Vote musulman : Le député Front de gauche de Sevran dénonce l’islamophobie et mise sur la Palestine

Dans sa candidature aux présidentielles puis aux législatives, le politicien professionnel Jean-Luc Mélenchon ne cesse de se targuer de représenter « la classe ouvrière », qu’il veut « arracher » (sic !) au Front national (ce qui est déjà un bel aveu !)

Mais la réalité est sans appel. Dans son dernier sondage sur la 11ème circonscription du Pas-de-Calais, l’Ifop nous apprend que Jean-Luc Mélenchon ne recueille que 17% du vote des ouvriers, contre 20% pour son concurrent du Parti socialiste et… 56% pour Marine Le Pen.

Mais où sont donc les électeurs « Front de gauche », qui ne représentaient, rappelons-le, qu’1 suffrage sur 9 à la dernière présidentielle, alors que les instituts de sondage donnent des scores encore plus faibles pour les législatives ?

Dans Valeurs actuelles, François Bousquet désigne ces électeurs comme des « bobolchéviques », c’est-à-dire des bobos (bourgeois bohèmes) qui « se prennent pour des prolos ».

Ce sont ceux qui « ont “ado-ré” Besancenot en 2002, Bayrou en 2007, Cohn-Bendit en 2009 (aux européennes) et Mélenchon en 2012. ». Et Mélenchon est toujours à la recherche de vrais « prolos ». François Bousquet : « Rarement l’offre politique aura aussi peu coïncidé avec la demande électorale de la classe ouvrière. C’est le drame de Mélenchon qui, pour rattraper le peuple, est obligé de courir après Marine Le Pen, comme un suceur de roue, selon l’expression si parlante du jargon cycliste. Son Paris-Roubaix à lui a pour nom Hénin-Beaumont. »

Dans le même sondage Ifop, en cas de duel entre Jean-Luc Mélenchon et Marine Le Pen, on constate également une répartition très intéressante par âge : Mélenchon est le candidat des « bobolchéviques », mais surtout blanchis sous le harnais alors que Marine Le Pen séduit les plus jeunes :Autre cible du « Front de gauche » : les immigrés ou enfants d’immigrés, et en particulier les Maghrébins et les musulmans. Un terrain où chasse déjà le Parti socialiste selon les bons conseils de Terra Nova. Alors le Front de gauche doit faire de la surenchère.
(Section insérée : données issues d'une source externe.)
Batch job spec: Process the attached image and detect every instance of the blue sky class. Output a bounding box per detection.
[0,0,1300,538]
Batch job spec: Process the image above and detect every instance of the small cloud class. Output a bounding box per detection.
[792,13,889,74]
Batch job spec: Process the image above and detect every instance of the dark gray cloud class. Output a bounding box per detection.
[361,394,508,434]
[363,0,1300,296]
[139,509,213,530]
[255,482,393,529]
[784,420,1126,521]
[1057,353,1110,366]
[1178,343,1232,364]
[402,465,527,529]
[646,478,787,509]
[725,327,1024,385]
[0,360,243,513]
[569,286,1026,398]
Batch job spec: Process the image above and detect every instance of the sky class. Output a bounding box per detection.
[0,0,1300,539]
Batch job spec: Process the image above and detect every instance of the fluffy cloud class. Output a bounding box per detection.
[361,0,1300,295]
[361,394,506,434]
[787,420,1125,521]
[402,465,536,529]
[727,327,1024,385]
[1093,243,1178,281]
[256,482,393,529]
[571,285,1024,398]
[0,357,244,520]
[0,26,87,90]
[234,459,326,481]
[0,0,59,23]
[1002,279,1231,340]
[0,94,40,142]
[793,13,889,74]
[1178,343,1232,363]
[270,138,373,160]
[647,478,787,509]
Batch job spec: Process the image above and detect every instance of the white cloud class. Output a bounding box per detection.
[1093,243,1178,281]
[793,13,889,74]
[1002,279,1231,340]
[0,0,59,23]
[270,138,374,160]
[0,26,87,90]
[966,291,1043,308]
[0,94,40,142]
Le discours de Jean-Luc Mélenchon à Marseille est typique de cette course au clientélisme communautaire islamique à gauche. Drague parfois un peu honteuse, quand l’intéressé fustige un vrai-faux tract où est reprise une phrase qu’il a pourtant prononcée : « Il n’y a pas d’avenir pour la France sans les Arabes et les Berbères du Maghreb ». Et l’on sait qu’il a dit regretter que Charles Martel ait refoulé l’invasion musulmane à Poitiers.

L’un des summums de ce clientélisme musulman se trouve dans la lettre écrite au nom du Front de gauche par le député François Asensi, député de Sevran, à l’UAM-93 (Union des Associations Musulmanes de Seine-Saint-Denis), organisme ô combien radical dans certaines prises de positions :

http://www.uam93.com/news/lettre-de-francois-asensi-aux-musulmans.html

Une lectrice nous écrit : « Je me suis même demandé si c’était un faux, tant il y a tous les stéréotypes (…) Clientélisme électoral, communautarisme. Appeler les “musulmans” de France à voter pour les élections législatives françaises en leur parlant de la “Palestine” c’est vraiment significatif… »

François Asensi demande aux musulmans « de voter pour ma candidature dès le premier tour » en leur donnant des « raisons » uniquement communautaristes :

D’abord la vache à lait de l’islamophobie : « Vous savez combien je combats l’islamophobie et la stigmatisation de l’Islam et des musulmans ».

Ensuite la burka : « J’ai voté contre la loi sarkozyste instituant l’interdiction du port de la burqua ».

Puis le classique couplet sur la « diversité » qui « fait la force de la nation française » (ah bon ?) « Ce mélange d’origines, de cultures est une des richesses de la France » etc.

Et enfin, trois paragraphes entiers uniquement consacrés à expliquer un soutien total à la Palestine et aux Palestiniens, « peuple martyre » (sic !), sans aucun mot d’appel à la paix avec Israël.

Comme encouragement du communautarisme islamique, on peut difficilement faire mieux. Alors pour parodier Jean-Luc Mélenchon, je dirais : « Il n’y a pas d’avenir pour le Front de gauche sans les bobolchéviques et les musulmans de France ».